Premier acte : La bataille de Sclessin
Le voyage vers le fief des Rouches fut périlleux. Sclessin, forteresse imprenable, était en effervescence. Les tambours de guerre battaient au rythme des chants des supporters locaux. Mais les Mauves, menés par le général Cantona, étaient venus avec une mission : conquérir ces terres hostiles.
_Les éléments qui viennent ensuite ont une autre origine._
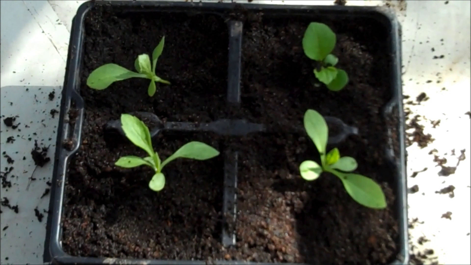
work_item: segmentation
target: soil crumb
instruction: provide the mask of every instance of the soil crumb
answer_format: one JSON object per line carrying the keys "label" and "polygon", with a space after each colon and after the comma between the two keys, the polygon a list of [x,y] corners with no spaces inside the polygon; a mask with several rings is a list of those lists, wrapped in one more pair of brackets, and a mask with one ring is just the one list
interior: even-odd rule
{"label": "soil crumb", "polygon": [[428,239],[427,239],[427,238],[425,237],[425,236],[422,236],[419,237],[419,239],[417,240],[417,242],[419,244],[419,245],[423,245],[424,243],[426,242],[429,242],[430,241],[430,240],[429,240]]}
{"label": "soil crumb", "polygon": [[13,125],[13,122],[16,119],[15,117],[8,117],[3,119],[3,123],[8,127],[11,127]]}
{"label": "soil crumb", "polygon": [[439,172],[439,175],[440,177],[447,177],[452,174],[454,174],[456,171],[456,166],[440,166],[441,170]]}
{"label": "soil crumb", "polygon": [[11,188],[11,182],[7,180],[7,176],[13,170],[13,167],[5,167],[5,171],[0,172],[0,177],[1,178],[2,188]]}
{"label": "soil crumb", "polygon": [[426,101],[429,99],[430,98],[427,96],[427,94],[425,94],[425,92],[422,92],[417,96],[417,98],[415,98],[415,101],[420,104],[420,102],[422,101]]}
{"label": "soil crumb", "polygon": [[5,207],[8,207],[10,209],[11,209],[15,212],[15,213],[17,214],[19,210],[18,208],[18,205],[15,205],[15,206],[12,206],[10,204],[10,201],[8,200],[7,197],[3,197],[1,201],[0,201],[0,205],[2,206],[5,206]]}
{"label": "soil crumb", "polygon": [[55,95],[56,95],[56,91],[53,91],[52,92],[51,92],[50,93],[49,93],[49,100],[52,100],[54,99],[54,97],[56,96]]}
{"label": "soil crumb", "polygon": [[345,6],[347,4],[347,0],[335,0],[333,3],[338,6]]}
{"label": "soil crumb", "polygon": [[437,120],[436,121],[431,121],[430,123],[432,124],[432,128],[435,128],[440,124],[440,122],[441,121],[440,120]]}
{"label": "soil crumb", "polygon": [[450,185],[448,187],[444,188],[439,190],[435,191],[435,193],[439,194],[446,194],[448,193],[448,196],[450,198],[452,198],[455,197],[455,192],[454,190],[455,190],[455,186],[453,185]]}
{"label": "soil crumb", "polygon": [[412,187],[409,188],[407,190],[407,192],[408,192],[410,194],[413,194],[418,191],[419,191],[419,185],[416,184],[415,185],[414,185]]}
{"label": "soil crumb", "polygon": [[441,218],[444,218],[447,219],[451,220],[451,215],[453,213],[451,212],[450,211],[447,212],[446,213],[442,215]]}
{"label": "soil crumb", "polygon": [[58,110],[56,109],[55,108],[53,108],[51,110],[51,111],[49,113],[49,114],[51,115],[51,116],[52,117],[52,118],[53,119],[54,118],[54,116],[56,116],[56,114],[57,114],[58,113],[59,113]]}
{"label": "soil crumb", "polygon": [[37,208],[34,208],[34,215],[38,218],[38,221],[40,223],[42,222],[42,218],[44,217],[44,215],[41,214]]}
{"label": "soil crumb", "polygon": [[7,155],[5,152],[4,151],[3,154],[3,157],[7,158],[7,163],[8,164],[13,164],[15,163],[15,160],[11,158],[11,157]]}
{"label": "soil crumb", "polygon": [[34,164],[42,167],[46,163],[50,161],[51,159],[47,157],[49,147],[39,147],[38,145],[38,141],[34,140],[34,148],[31,150],[31,156],[34,161]]}
{"label": "soil crumb", "polygon": [[419,147],[423,148],[435,141],[430,133],[425,134],[423,133],[424,126],[419,124],[417,122],[420,116],[420,115],[415,115],[408,124],[406,124],[406,130],[414,129],[412,132],[406,132],[407,137],[406,139],[406,146],[408,147],[412,145],[413,142],[415,142]]}
{"label": "soil crumb", "polygon": [[427,169],[428,169],[428,168],[427,168],[427,167],[424,167],[423,169],[422,169],[422,170],[420,170],[419,171],[414,171],[414,172],[412,173],[412,174],[411,175],[411,178],[415,178],[415,177],[417,176],[417,174],[418,174],[419,173],[420,173],[421,172],[423,172],[424,171],[427,170]]}

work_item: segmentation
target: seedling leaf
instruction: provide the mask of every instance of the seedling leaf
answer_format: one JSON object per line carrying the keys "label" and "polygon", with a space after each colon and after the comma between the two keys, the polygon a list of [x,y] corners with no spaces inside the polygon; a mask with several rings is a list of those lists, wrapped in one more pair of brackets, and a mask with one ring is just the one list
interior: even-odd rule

La première moitié fut une lutte acharnée, où chaque camp testait les faiblesses de l’autre. Mais à la 68e minute, Piccoli, le guerrier au flair infaillible, trouva une brèche et lança une flèche imparable dans les filets adverses.
Alors que le Standard tentait de riposter, Simic, le roc devenu héros, scella la victoire à la 87e minute d’une frappe majestueuse. Le silence envahit Sclessin. Anderlecht repartait victorieux, avec un pied déjà en finale.
Deuxième acte : La défense du Lotto Park
Une semaine plus tard, les Mauves accueillaient les Rouches dans leur propre forteresse, le Lotto Park. La tension était palpable. Le Standard, blessé dans son orgueil, arrivait avec la ferme intention de renverser la situation.
La bataille fut rude, mais à la 36e minute, Sishuba, le joyau d’Anderlecht, ouvrit le score d’une frappe limpide. Le Lotto Park explosa de joie. Cependant, les Rouches n’étaient pas venus pour capituler. À la 80e minute, Rasmussen redonna espoir aux siens en réduisant l’écart.
Mais à peine une minute plus tard, Marquinhos, tel un chevalier surgissant de l’ombre, délivra un coup décisif. Anderlecht l’emportait 2-1 et scellait sa place en finale.
Le triomphe des Mauves
Lorsque le coup de sifflet final retentit, les chants mauves s’élevèrent dans le ciel bruxellois. La double confrontation s’était jouée sur la bravoure, l’intelligence et un soupçon de magie. Anderlecht avait triomphé, et Cantona, le stratège, pouvait sourire.
La Coupe était désormais à portée de main, mais l’histoire, elle, n’était pas encore terminée.
Le Tirage au Sort des 1/8e de Finale de la Ligue des Champions : Une Page d’Histoire
Le prestigieux siège de l’UEFA à Nyon, en Suisse, baignait dans une ambiance fébrile. Les caméras du monde entier étaient braquées sur la cérémonie, et chaque club qualifié retenait son souffle. Pour le RSCA, cette journée marquait un moment clé : leur retour parmi l’élite européenne, non seulement comme outsider, mais comme tête de série après une phase de qualification héroïque.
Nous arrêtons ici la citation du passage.